The results obtained from coupled seepage-slope stability models adequately explain the slope behavior during the hydraulic operations of the PSH plant. The change trend of slope stability is nearly related to the filling-drawdown cycles in the lower reservoir of the plant. An increase of the water level in the reservoir leads to a marginal increase of the safety factor, and vice versa, the safety factor decreases with the decreasing water level. The main destabilizing factor of the slope is the drawdown of the water level as a consequence of seepage inflow towards the reservoir; furthermore, the safety of the rock slope has been investigated in 23 different hydraulic conditions and the calculated safety factors vary between 2.428 and 2.458, which indicates that the reservoir operations in the examined PSH plant have negligible effect on its stability.

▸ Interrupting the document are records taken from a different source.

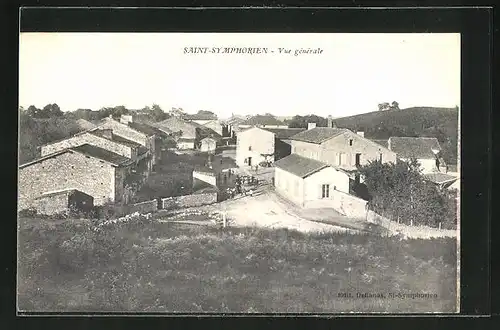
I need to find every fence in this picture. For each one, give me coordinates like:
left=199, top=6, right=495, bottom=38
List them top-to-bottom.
left=304, top=190, right=367, bottom=219
left=161, top=192, right=217, bottom=209
left=128, top=199, right=158, bottom=213
left=366, top=210, right=457, bottom=239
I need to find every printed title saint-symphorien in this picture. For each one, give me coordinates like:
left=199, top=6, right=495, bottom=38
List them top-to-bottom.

The methodology described in this report introduced the procedures for determining the equivalent mechanical and hydraulic properties of fractured rock masses and the applicability of the equivalent continuum approach in hydro-mechanical seepage-slope stability analysis. The results indicate that this methodology provides a systematic platform for large-scale engineering applications in fractured rock masses, such as use of deep geothermal energy and a geological repository of radioactive waste.